El Gobierno de Maru Campos enfrenta nuevos cuestionamientos luego de que autoridades de Estados Unidos sancionaran a la empresa Grupo Especial Mamba Negra por presuntos vínculos con una red de lavado de dinero relacionada con el Cártel de Sinaloa, empresa en la que aparece vinculado un alto funcionario del sistema penitenciario estatal.

De acuerdo con registros oficiales y documentación pública, Ricardo Fernández Acosta figura como socio y representante de Grupo Especial Mamba Negra, mientras actualmente ocupa el cargo de subsecretario del Sistema Penitenciario del Estado de Chihuahua, dependencia adscrita a la Secretaría de Seguridad Pública Estatal encabezada por Gilberto Loya.
El caso golpea directamente el discurso de seguridad que el gobierno estatal ha intentado sostener durante los últimos años, especialmente en un estado marcado por la violencia, el narcotráfico y la disputa entre grupos criminales.
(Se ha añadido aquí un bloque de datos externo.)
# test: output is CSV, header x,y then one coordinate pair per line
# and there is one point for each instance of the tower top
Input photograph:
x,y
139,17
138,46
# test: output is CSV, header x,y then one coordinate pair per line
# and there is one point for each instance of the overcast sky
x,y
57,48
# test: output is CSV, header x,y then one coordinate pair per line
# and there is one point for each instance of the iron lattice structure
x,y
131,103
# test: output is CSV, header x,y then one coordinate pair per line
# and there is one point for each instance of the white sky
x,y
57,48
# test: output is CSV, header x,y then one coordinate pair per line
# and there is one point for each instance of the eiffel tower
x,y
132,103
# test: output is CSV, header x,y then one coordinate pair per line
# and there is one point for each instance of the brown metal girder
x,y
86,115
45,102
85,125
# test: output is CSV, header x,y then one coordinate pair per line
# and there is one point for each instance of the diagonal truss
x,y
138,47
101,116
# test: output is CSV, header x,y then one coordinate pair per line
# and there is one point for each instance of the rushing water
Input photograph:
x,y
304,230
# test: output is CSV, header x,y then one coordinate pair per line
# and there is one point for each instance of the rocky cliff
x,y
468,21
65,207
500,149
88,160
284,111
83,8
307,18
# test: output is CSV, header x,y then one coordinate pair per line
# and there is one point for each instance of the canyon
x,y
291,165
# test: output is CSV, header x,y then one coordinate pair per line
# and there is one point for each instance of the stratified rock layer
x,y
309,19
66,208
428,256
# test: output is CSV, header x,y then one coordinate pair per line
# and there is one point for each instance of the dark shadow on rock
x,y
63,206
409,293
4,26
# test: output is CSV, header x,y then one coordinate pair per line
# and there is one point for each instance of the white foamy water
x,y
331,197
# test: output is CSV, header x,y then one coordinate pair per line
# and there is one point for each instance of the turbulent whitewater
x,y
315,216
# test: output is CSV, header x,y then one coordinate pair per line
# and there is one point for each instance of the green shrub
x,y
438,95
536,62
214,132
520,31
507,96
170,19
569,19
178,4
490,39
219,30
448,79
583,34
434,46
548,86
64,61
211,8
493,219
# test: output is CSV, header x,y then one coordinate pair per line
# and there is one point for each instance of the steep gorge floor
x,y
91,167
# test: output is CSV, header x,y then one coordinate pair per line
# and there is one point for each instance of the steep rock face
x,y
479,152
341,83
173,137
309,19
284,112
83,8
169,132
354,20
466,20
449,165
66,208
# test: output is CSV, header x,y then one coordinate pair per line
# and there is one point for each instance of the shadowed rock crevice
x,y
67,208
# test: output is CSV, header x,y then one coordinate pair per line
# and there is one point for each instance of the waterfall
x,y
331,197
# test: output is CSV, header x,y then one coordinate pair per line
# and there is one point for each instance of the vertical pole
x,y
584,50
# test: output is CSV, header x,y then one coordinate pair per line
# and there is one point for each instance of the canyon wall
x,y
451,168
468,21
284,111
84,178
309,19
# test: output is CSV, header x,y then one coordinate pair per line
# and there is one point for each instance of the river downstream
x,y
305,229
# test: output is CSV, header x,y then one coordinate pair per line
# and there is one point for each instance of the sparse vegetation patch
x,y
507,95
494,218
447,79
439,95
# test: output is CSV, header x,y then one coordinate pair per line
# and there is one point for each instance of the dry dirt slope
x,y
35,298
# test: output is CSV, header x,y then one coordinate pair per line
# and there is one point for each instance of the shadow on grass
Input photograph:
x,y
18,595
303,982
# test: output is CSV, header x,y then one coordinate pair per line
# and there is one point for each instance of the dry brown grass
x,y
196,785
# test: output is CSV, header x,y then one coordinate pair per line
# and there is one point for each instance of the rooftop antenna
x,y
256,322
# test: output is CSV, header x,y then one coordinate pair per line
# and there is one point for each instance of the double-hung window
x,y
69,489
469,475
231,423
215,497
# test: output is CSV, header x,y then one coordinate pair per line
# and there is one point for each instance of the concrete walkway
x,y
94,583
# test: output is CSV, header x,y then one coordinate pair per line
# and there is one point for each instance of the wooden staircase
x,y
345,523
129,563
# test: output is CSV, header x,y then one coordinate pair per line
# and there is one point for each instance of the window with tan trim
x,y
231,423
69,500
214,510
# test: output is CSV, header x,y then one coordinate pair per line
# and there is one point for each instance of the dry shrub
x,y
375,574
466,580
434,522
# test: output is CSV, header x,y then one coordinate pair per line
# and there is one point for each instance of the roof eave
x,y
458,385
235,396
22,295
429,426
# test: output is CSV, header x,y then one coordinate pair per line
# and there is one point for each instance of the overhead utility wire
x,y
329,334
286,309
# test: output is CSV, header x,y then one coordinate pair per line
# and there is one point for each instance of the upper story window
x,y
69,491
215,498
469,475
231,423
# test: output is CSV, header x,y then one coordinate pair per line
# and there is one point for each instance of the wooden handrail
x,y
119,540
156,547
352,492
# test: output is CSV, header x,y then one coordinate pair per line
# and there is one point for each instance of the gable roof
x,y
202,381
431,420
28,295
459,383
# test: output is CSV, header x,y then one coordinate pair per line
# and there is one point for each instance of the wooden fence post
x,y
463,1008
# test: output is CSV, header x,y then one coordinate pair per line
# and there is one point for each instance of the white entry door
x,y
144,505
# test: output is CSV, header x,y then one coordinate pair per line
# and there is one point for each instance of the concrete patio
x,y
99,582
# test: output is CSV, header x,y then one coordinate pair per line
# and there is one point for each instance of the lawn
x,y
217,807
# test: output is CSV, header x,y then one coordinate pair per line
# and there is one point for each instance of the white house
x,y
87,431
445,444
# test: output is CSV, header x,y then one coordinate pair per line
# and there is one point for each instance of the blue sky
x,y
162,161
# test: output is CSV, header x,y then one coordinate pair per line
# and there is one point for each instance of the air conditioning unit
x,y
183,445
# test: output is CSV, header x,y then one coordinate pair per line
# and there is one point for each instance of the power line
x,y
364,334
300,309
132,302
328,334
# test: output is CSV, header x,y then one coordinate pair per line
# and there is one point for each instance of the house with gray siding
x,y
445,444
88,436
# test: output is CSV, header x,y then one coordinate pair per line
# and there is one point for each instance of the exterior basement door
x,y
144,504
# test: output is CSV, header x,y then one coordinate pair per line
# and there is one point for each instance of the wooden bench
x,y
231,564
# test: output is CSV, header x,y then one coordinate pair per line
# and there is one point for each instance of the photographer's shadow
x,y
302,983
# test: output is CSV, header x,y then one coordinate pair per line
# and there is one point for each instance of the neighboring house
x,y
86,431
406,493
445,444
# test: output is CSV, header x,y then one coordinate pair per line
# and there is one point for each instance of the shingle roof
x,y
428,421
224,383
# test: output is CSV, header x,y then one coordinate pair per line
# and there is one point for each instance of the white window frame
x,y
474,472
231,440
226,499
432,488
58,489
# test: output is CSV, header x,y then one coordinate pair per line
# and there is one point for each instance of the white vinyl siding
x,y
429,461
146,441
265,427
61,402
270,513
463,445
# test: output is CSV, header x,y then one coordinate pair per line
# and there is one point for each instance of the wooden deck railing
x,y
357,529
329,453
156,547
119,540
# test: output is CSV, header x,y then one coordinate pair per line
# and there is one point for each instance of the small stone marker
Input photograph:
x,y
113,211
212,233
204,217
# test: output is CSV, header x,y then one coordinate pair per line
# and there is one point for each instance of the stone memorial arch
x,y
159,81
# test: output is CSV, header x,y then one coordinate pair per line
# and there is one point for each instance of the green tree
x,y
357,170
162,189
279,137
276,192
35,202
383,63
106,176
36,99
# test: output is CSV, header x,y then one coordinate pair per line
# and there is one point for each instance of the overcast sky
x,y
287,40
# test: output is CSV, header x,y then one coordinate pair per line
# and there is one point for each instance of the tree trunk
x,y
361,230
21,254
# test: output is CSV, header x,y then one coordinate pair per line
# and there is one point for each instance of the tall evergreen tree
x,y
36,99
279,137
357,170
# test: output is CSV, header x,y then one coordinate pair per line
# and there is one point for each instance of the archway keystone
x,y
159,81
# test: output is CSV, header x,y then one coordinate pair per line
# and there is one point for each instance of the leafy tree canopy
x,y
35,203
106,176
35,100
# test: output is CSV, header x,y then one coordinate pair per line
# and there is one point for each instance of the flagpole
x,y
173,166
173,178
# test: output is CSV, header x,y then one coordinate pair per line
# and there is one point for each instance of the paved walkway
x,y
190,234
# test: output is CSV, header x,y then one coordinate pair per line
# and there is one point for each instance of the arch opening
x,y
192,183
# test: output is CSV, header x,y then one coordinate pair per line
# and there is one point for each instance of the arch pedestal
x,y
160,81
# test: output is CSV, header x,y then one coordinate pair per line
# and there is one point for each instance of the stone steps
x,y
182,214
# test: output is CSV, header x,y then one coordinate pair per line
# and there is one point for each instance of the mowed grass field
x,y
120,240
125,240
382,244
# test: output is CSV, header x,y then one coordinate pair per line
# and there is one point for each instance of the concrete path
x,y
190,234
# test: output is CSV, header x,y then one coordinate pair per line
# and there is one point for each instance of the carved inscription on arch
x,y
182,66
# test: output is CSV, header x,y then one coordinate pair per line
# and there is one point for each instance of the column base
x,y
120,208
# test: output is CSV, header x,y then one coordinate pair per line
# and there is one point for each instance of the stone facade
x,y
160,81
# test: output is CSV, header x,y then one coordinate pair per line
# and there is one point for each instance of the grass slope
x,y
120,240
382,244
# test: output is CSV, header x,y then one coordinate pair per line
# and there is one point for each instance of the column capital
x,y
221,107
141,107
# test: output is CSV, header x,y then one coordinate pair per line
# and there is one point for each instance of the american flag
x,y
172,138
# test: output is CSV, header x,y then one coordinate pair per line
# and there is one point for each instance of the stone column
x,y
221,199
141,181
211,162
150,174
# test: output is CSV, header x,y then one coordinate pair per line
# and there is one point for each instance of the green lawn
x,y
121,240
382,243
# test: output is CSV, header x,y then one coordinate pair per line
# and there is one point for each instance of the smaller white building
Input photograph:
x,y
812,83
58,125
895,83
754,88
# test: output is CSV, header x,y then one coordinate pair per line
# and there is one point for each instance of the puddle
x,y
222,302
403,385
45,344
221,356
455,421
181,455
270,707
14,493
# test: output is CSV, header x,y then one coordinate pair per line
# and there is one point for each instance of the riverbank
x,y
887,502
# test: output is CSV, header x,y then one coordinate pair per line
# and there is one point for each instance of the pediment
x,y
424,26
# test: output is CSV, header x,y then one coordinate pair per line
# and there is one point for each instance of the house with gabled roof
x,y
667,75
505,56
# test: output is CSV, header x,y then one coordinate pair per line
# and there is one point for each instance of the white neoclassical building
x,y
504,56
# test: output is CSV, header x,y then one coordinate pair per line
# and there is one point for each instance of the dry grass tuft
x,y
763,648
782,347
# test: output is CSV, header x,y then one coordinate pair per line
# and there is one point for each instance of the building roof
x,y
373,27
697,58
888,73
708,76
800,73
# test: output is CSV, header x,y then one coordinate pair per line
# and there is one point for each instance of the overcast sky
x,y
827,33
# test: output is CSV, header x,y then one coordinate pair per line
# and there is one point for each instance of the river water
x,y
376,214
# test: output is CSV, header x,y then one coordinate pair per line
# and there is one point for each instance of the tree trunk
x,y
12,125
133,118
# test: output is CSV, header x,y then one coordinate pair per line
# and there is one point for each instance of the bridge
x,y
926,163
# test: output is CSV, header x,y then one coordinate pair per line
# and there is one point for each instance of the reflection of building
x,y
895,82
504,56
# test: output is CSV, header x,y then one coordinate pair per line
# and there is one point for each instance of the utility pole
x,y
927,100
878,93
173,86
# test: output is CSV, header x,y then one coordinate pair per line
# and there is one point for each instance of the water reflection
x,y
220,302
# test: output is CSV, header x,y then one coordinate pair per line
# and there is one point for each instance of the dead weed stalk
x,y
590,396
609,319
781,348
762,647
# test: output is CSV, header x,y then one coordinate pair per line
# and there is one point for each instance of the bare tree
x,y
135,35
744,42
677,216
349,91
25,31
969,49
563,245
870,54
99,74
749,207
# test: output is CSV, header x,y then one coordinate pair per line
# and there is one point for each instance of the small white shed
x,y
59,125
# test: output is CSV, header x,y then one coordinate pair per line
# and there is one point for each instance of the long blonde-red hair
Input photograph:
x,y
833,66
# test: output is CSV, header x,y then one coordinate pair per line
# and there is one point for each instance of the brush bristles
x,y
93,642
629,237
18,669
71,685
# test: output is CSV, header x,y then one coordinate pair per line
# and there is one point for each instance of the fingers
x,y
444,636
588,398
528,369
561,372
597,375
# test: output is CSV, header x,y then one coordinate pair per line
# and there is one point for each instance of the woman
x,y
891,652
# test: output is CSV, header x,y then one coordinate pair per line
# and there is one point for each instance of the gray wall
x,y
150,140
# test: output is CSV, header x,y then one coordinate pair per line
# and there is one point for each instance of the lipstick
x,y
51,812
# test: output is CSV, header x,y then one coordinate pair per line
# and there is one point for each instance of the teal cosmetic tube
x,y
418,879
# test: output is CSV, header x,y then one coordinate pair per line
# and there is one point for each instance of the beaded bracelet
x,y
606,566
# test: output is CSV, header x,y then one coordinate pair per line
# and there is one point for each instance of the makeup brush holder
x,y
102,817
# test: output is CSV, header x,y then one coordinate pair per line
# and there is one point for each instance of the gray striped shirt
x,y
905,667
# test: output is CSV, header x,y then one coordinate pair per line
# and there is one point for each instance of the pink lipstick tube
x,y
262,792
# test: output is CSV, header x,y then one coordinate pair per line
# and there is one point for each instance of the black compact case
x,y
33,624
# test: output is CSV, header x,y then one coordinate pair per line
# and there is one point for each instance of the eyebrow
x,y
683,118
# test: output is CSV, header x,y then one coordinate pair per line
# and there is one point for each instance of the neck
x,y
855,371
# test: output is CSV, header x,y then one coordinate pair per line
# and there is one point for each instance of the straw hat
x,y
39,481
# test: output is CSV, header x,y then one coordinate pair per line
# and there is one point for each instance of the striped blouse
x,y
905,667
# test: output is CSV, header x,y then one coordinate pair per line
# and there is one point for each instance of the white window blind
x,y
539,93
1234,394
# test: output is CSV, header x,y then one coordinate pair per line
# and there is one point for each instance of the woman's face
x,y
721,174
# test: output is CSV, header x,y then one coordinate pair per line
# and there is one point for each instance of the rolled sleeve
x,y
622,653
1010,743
No se trata de un funcionario menor: Fernández Acosta ocupa una posición estratégica dentro del control penitenciario de Chihuahua, una de las áreas más delicadas en materia de seguridad pública.
Hasta ahora, ni el Gobierno del Estado ni la Secretaría de Seguridad Pública Estatal han informado si existe una investigación interna, una revisión administrativa o alguna medida sobre el funcionario relacionado con la empresa sancionada por el Departamento del Tesoro de Estados Unidos. El silencio oficial ocurre mientras el señalamiento proviene directamente de autoridades estadounidenses encargadas del combate financiero contra estructuras ligadas al narcotráfico.